Is there a proper time to clean data when importing into a Pandas dataframe?-CodePudding

I am scraping the CIA Worldbook for country data as a learning exercise. I scrape the data and clean it up during import and then later convert to Pandas dataframe.
I have two choices - clean the data as it is being read in, as I am doing now, or just read everything into the dataframe and clean it up after the fact. Here are two examples of what I am doing now:

raw data 
info = "$2,000 note: data are in 2017 dollars (2020 est.)"
int(info.text[:info.text.find(' ')].replace(',', '').replace('$', ''))
result  2000

raw data
info = "36.08 births/1,000 population (2021 est.)"
float(info.text[:info.text.find(' ')].replace(',', ''))
result 36.08

I suspect that cleaning in the dataframe after downloading would be a better solution but the only way I can think to do that is using Regular Expressions - which at the moment I am not too well versed in. Would that be the "correct" way to do it, or does it even matter? If cleaning up the dataframe is the solution, what might these look like?

Thanks

CodePudding user response：

There are some things that are important depending on your case:

Do you want it to be highly reproducible or extendable?
Should it be highly performant?
Is readability more important than performance/extendability?

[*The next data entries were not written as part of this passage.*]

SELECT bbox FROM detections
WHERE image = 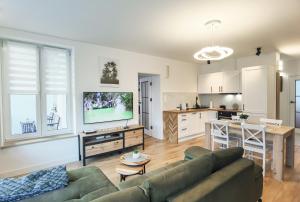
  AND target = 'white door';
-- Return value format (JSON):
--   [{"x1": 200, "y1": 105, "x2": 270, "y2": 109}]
[
  {"x1": 199, "y1": 112, "x2": 208, "y2": 133},
  {"x1": 188, "y1": 112, "x2": 200, "y2": 135},
  {"x1": 289, "y1": 76, "x2": 300, "y2": 133},
  {"x1": 242, "y1": 66, "x2": 268, "y2": 117},
  {"x1": 139, "y1": 77, "x2": 152, "y2": 135}
]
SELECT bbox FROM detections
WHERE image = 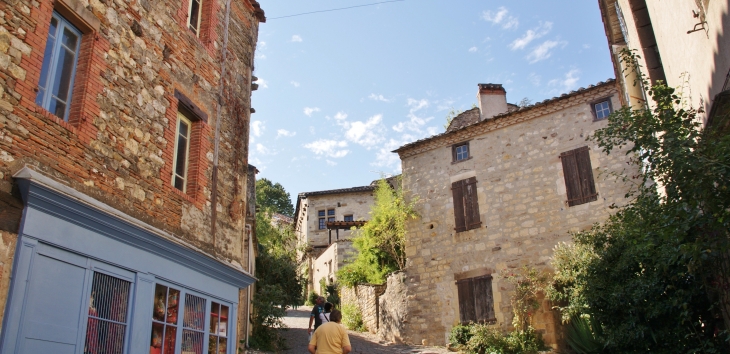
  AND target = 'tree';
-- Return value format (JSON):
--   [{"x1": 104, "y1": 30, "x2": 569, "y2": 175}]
[
  {"x1": 554, "y1": 51, "x2": 730, "y2": 353},
  {"x1": 256, "y1": 178, "x2": 294, "y2": 216},
  {"x1": 337, "y1": 176, "x2": 417, "y2": 286}
]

I've found that in the far majority of the cases, the performance doesn't matter that much. As long as you're not dealing with enormous amount of data to process or you're not working on low-performing infrastructure, it should run sufficiently fast. Again, this depends on your use case.

What I find way more annoying/time-consuming is over-complex functions that you won't know how they work afterwards, or having severely nested functionality. Those can take enormous amount of time to fix once your data-format changes or you need to alter some small parts in the code.

I would therefore agree that the ideal workflow would be to first download and store the raw data for reproducibility. Then you should write a processing function that makes them 'DataFrame' ready. Whenever your raw data then changes, you only have to rewrite this single function and assert the processed data comes out the same format it used to. Moreover, whenever you decide that you don't want to use pandas anymore (because you want to use regular numpy arrays for example), it is an easier fix to exclude pandas from your code than when it is completely knitted in your workflow since the very beginning.

This would be my motivation to do the processing before reading into a DataFrame.